Because of its phallic shape, asparagus has been considered an aphrodisiac for many centuries.  Traditional Indian medicine believes that asparagus can increase circulation in the genitals.  For those who look for love, Chinese traditionalists believe that asparagus carries a certain magic to provoke love and compassion.  Whether you are eating asparagus to increase your libido or lure someone in your arms, asparagus is great for your health because of its significant vitamin content and properties that can reduce the risks of tumors.

Flavor your next healthy and sexy dish of asparagus with a seductive and exotic ingredient: saffron.  Here’s a recipe that will not only give you extra points for flavor but will also heighten the tease of the night.


1/4 cup red wine vinegar

1 tbsp honey

Large pinch of saffron threads

1 cup mayonnaise*

2 garlic cloves, minced


2 pounds asparagus, trimmed

3 tbsp olive oil

1 small red bell pepper, finely chopped

Homemade mayonnaise:

2 egg yolks or 1 entire egg

1/2 tsp. salt

3/4 tsp. powdered mustard

Dash red pepper sauce

1/2 tsp. Paprika

1 1/2 c light salad oil

1 1/2 T lemon juice



Beat the egg well until it’s creamy and fluffy.  Add the salt, mustard, pepper sauce and paprika.  Whisk until everything is incorporated.  Add the salad oil one teaspoon at a time until you have about ½ cup left.  Add the lemon juice.  Transfer the mixture into the blender and blend at low speed.  Drizzle the remaining oil into the blending mixture.  Stop the blender when the texture is thick and smooth.

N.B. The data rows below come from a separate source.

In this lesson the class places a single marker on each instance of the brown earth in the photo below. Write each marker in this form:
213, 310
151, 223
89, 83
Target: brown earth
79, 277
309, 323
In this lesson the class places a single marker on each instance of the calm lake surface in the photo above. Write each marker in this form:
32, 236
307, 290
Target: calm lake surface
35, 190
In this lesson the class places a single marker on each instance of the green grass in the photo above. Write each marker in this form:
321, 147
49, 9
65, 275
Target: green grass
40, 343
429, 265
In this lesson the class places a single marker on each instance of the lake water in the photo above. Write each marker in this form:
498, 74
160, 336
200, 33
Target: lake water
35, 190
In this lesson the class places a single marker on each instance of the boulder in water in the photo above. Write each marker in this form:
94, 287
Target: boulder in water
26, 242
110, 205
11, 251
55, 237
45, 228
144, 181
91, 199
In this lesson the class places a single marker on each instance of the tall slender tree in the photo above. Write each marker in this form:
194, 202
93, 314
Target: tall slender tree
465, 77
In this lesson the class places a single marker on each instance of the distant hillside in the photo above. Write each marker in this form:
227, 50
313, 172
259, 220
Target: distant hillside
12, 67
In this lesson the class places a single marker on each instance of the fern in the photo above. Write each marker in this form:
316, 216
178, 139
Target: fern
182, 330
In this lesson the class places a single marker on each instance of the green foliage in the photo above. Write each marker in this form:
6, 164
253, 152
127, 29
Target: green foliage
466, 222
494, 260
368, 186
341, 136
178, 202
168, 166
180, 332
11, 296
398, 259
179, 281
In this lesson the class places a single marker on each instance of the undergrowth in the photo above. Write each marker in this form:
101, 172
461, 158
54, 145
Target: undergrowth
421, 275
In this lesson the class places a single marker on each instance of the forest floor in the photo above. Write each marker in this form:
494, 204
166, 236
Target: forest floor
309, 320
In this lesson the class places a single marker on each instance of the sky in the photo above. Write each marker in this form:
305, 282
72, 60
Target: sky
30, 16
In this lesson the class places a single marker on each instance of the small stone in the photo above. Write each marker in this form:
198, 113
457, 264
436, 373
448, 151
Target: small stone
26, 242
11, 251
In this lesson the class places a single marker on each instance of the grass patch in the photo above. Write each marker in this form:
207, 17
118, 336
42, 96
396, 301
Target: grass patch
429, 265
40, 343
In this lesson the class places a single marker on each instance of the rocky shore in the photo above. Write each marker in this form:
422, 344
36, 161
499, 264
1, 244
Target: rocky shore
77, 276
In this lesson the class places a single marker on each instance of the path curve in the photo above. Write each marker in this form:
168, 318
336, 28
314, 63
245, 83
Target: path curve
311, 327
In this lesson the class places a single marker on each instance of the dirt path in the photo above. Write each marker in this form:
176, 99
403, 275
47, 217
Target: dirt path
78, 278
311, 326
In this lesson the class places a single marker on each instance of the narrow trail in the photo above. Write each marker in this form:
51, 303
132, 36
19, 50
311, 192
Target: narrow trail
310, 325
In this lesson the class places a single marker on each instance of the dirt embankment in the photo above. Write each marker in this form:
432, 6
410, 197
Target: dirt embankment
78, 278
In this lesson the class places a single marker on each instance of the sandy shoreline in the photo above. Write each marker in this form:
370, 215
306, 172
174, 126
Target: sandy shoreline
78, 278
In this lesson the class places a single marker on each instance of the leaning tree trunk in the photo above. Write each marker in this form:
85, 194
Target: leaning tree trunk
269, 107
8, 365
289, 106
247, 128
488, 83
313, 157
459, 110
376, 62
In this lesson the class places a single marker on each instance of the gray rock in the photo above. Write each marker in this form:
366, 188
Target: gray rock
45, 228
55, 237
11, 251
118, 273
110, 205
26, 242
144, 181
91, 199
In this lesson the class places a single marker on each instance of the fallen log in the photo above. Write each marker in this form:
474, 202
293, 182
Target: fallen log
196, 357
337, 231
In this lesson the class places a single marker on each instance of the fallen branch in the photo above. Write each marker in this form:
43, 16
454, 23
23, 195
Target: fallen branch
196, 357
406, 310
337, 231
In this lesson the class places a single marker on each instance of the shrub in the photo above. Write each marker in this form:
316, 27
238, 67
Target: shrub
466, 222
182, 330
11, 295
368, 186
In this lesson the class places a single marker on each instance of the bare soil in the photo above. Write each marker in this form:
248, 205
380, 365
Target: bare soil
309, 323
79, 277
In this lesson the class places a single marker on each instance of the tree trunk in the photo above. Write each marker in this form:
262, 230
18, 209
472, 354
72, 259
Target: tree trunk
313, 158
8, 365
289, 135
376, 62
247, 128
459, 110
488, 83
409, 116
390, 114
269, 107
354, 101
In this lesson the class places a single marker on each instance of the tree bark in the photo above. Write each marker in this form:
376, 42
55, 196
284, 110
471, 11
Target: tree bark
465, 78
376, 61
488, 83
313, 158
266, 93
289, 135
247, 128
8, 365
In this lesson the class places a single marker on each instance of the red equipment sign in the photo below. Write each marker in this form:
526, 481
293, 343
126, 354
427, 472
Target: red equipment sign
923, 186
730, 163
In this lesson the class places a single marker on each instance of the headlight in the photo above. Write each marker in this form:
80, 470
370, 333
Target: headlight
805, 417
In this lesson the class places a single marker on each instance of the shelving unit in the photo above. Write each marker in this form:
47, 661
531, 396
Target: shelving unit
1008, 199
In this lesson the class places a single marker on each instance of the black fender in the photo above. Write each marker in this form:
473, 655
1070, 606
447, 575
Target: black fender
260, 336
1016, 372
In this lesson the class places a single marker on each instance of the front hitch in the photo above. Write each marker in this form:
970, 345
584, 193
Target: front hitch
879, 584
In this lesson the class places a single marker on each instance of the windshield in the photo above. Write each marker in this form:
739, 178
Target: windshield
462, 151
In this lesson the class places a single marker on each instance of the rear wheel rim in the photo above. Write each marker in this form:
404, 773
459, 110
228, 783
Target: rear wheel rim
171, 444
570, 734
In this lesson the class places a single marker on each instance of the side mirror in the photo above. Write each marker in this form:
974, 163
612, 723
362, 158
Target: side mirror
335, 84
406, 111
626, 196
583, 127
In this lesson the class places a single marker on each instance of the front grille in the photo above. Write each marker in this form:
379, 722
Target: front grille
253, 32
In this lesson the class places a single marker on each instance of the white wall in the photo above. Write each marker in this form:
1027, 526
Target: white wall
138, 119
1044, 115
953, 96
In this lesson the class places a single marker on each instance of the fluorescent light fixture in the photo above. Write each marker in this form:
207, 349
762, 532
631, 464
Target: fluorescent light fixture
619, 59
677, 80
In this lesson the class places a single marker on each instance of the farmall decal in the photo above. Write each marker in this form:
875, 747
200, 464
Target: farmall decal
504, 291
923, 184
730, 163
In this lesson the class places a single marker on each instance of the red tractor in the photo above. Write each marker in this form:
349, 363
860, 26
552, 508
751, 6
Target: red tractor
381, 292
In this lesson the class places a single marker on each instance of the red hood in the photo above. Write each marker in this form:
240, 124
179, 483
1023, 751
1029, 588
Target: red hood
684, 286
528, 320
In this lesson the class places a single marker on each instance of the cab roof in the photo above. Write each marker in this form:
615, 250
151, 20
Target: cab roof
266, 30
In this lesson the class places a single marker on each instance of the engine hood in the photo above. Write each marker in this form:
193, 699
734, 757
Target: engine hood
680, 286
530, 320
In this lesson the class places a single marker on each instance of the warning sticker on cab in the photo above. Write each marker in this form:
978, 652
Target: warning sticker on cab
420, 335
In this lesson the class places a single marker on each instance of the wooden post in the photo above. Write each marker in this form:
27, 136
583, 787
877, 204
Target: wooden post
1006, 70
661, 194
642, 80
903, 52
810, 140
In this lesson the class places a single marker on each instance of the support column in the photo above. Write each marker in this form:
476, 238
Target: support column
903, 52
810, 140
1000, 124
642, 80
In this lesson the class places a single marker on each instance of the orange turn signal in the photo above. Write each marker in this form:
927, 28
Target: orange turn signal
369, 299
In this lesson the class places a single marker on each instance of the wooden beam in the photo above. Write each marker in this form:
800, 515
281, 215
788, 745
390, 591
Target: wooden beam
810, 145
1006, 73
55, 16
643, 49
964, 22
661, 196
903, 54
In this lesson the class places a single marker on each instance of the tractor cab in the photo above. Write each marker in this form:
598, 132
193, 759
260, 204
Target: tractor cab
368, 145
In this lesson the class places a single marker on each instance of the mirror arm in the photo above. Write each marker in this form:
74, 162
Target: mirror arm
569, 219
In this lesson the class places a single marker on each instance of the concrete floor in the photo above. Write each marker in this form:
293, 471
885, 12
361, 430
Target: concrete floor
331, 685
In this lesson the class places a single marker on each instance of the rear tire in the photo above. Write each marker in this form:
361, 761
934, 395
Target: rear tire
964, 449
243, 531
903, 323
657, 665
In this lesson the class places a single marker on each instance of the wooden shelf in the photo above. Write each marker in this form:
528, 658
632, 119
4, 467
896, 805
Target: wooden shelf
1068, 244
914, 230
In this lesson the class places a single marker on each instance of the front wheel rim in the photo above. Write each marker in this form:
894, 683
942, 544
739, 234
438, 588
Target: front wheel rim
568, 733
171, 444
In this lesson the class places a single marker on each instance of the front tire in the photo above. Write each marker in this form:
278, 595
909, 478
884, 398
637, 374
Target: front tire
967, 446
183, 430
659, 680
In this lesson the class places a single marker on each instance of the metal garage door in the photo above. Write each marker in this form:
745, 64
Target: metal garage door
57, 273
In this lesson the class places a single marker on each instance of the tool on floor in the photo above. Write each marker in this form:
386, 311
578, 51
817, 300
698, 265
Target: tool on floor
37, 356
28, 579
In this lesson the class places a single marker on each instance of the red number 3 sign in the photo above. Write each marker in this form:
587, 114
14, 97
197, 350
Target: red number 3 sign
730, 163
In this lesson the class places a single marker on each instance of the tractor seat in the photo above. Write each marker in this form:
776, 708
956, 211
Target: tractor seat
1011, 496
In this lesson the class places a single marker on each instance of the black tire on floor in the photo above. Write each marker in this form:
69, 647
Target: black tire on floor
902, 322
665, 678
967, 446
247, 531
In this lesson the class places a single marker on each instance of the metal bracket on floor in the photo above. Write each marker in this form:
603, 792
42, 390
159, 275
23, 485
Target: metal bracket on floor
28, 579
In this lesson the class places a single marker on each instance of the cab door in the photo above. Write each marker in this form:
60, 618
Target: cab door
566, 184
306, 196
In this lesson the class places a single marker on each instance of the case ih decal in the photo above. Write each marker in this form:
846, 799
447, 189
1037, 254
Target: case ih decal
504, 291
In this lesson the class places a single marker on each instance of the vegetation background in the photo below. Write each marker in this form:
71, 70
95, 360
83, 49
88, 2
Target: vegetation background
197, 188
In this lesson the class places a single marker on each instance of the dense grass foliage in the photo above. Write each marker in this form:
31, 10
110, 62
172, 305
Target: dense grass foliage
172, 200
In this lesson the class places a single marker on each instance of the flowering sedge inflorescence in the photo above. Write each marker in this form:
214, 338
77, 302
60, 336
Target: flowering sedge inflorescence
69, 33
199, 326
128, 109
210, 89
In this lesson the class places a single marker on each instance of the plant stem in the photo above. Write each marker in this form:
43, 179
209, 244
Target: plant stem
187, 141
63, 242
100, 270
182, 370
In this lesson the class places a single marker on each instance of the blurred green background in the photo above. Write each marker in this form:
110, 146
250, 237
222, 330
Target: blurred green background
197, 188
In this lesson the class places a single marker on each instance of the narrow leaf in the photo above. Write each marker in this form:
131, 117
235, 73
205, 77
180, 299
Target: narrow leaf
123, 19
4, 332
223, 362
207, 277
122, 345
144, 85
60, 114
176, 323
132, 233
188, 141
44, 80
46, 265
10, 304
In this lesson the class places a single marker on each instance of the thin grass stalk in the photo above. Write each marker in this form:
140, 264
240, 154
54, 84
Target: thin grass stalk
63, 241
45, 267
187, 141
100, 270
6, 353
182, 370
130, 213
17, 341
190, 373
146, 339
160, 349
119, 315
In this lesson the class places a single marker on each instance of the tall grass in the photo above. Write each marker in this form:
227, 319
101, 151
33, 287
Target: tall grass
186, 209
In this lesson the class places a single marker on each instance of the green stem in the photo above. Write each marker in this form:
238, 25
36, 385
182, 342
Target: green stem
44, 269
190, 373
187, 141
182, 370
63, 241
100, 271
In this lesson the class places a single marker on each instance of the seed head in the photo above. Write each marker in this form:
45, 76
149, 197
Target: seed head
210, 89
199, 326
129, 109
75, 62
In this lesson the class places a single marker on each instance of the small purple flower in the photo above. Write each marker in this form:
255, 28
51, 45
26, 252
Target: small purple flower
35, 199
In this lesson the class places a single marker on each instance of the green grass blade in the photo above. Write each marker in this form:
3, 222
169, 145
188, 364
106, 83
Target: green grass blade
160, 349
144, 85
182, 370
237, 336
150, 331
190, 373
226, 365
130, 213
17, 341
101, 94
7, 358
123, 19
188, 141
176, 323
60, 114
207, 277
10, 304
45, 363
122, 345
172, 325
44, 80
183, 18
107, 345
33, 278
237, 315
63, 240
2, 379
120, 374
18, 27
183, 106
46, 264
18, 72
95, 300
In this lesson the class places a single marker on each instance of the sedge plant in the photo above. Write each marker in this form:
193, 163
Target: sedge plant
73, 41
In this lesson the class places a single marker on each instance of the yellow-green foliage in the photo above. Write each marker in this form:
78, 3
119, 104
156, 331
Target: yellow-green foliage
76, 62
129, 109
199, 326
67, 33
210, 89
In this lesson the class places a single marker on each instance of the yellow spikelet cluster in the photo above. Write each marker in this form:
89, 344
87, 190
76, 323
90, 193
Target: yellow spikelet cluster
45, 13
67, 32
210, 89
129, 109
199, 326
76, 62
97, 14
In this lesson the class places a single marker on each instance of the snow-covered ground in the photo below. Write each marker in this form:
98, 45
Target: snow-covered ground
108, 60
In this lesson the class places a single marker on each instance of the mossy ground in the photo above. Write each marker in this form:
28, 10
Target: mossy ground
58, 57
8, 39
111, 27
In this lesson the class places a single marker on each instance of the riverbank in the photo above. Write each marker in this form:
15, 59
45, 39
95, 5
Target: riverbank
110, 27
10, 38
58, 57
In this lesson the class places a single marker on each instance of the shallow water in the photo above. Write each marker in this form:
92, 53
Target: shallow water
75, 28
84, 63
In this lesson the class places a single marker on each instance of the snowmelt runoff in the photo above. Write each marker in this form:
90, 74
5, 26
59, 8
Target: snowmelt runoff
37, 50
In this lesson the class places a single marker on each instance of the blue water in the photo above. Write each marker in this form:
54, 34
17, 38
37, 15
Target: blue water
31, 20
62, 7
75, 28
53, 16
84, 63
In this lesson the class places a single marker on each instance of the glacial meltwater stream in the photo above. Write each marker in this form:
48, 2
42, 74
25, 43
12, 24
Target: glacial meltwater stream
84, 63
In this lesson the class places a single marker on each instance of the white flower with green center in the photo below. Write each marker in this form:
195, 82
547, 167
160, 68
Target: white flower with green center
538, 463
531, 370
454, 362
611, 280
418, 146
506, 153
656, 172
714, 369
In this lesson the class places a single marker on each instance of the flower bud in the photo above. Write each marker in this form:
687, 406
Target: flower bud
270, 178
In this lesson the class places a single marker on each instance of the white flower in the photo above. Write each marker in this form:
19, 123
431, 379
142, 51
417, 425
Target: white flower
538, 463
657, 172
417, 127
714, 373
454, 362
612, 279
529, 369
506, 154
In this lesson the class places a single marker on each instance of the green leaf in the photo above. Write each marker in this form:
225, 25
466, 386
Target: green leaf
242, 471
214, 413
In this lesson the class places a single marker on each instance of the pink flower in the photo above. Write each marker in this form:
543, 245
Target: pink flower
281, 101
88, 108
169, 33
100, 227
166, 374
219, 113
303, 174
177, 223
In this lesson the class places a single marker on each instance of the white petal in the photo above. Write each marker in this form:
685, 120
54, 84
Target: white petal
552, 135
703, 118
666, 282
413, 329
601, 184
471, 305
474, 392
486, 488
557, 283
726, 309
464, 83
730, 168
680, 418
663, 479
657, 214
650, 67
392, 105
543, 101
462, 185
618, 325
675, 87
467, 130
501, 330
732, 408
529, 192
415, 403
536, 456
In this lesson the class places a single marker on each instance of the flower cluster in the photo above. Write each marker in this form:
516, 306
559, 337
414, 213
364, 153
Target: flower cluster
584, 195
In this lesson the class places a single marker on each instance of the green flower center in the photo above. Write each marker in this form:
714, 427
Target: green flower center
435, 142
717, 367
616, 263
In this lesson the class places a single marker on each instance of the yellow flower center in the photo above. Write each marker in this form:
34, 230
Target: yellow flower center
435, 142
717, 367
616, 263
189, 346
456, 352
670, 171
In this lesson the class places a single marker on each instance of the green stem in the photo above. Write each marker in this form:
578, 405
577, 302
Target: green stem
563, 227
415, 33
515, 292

Grilled Asparagus with Saffron Aioli

Prepare the aioli by whisking vinegar, honey and saffron threads over medium-high heat.  Remove from heat once the mixture boils; set aside and let it cool.   Fold in the garlic in the mayonnaise and then add the cooled vinegar mixture.  Season to taste.

Toss asparagus with oil and salt and pepper.  Grill the asparagus; make sure to turn them occasionally.

Take the asparagus off the grill.  Serve with a drizzle of aioli and bell pepper.